For more information, read Using Redis as a LRU cache.
Memcached¶
By default, memcached is configured for small servers.
The maximum amount of memory used by memcached is 64 MB,
and the maximum memory per cache key is 1 MB. This latter limit can lead to
weird unhandled exceptions such as
Error: error 37 from memcached_set: SUCCESS
if you execute queries returning more than 1 MB of data.

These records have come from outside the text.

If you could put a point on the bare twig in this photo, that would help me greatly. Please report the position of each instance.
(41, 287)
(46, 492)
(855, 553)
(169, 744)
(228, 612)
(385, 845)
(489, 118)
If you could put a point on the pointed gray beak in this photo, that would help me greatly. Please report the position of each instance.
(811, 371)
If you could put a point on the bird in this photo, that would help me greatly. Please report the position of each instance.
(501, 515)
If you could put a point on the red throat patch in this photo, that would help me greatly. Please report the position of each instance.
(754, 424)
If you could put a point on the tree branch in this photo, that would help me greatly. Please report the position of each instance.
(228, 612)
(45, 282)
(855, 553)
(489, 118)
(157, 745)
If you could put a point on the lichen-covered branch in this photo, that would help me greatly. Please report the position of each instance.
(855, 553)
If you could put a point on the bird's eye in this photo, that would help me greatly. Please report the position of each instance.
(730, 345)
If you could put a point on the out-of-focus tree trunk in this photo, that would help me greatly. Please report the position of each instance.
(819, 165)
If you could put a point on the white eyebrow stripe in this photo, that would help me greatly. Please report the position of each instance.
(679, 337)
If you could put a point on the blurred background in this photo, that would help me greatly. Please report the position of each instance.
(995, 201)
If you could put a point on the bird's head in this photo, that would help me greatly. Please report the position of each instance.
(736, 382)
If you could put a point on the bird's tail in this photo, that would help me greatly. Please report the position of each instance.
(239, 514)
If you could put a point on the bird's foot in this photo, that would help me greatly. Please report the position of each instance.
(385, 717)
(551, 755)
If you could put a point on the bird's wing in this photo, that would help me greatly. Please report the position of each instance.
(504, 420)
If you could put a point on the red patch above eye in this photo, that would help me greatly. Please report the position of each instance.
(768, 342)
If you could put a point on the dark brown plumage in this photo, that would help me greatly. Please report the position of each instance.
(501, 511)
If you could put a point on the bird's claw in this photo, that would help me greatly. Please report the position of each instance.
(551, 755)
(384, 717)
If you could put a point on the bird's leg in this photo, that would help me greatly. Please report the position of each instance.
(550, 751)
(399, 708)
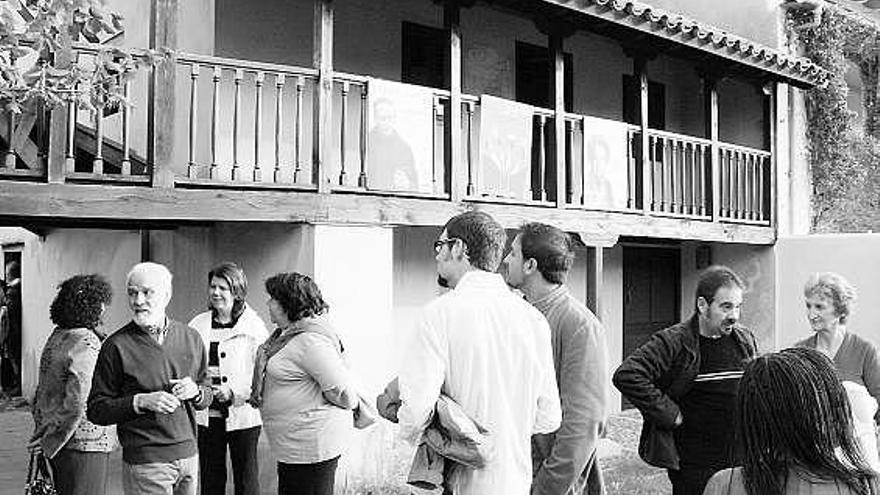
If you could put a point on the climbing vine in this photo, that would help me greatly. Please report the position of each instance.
(844, 158)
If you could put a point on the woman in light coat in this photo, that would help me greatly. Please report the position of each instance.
(232, 331)
(78, 450)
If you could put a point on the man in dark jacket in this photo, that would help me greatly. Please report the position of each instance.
(684, 381)
(150, 377)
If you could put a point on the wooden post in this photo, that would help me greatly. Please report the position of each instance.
(710, 93)
(458, 168)
(558, 99)
(322, 59)
(640, 71)
(595, 269)
(161, 102)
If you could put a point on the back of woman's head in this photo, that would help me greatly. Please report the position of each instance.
(80, 302)
(793, 416)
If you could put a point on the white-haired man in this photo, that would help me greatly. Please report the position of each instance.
(150, 376)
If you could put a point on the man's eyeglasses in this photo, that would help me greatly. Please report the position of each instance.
(439, 243)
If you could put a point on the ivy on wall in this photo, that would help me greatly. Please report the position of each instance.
(844, 158)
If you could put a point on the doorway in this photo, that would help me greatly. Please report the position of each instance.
(651, 293)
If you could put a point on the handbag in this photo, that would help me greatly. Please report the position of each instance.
(39, 480)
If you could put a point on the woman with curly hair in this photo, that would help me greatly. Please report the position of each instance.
(794, 426)
(303, 387)
(77, 449)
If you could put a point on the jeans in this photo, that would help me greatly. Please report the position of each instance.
(307, 479)
(180, 477)
(80, 473)
(242, 445)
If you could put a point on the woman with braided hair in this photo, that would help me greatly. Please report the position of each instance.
(794, 425)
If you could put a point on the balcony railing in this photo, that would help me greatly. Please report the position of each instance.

To increase these limits, set the -I
and -m
arguments when starting
memcached. If you use Ubuntu and installed the package, you can modify
/etc/memcached.conf, add -I 10
on a newline to set the limit
per cache key to 10 MB, and if you want increase the already existing -m 64
to something like -m 1000
to set the maximum cache size to 1 GB.
Locmem¶
Locmem is a just a dict
stored in a single Python process.
It’s not shared between processes, so don’t use locmem with django-cachalot
in a multi-processes project, if you use RQ or Celery for instance.
MySQL¶
This database software already provides by default something like django-cachalot: MySQL query cache. Django-cachalot will slow down your queries if that query cache is enabled. If it’s not enabled, django-cachalot will make queries much faster. But you should probably better enable the query cache instead.
Raw SQL queries¶
Note
Don’t worry if you don’t understand what follow. That probably means you don’t use raw queries, and therefore are not directly concerned by those potential issues.
By default, django-cachalot tries to invalidate its cache after a raw query.
It detects if the raw query contains UPDATE
, INSERT
or DELETE
,
and then invalidates the tables contained in that query by comparing
with models registered by Django.
This is quite robust, so if a query is not invalidated automatically by this system, please send a bug report. In the meantime, you can use the API to manually invalidate the tables where data has changed.
However, this simple system can be too efficient in some cases and lead to
unwanted extra invalidations.
In such cases, you may want to partially disable this behaviour by
dynamically overriding settings to set
CACHALOT_INVALIDATE_RAW to False
.
After that, use the API to manually invalidate the tables
you modified.
Multiple Servers¶
Django-cachalot relies on the computer clock to handle invalidation. If you deploy the same Django project on multiple machines, but with a centralized cache server, all the machines serving Django need to have their clocks as synchronize as possible. Otherwise, invalidations will happen with a latency from one server to another. A difference of even a few seconds can be harmful, so double check this!
To keep your clocks synchronised, use the Network Time Protocol.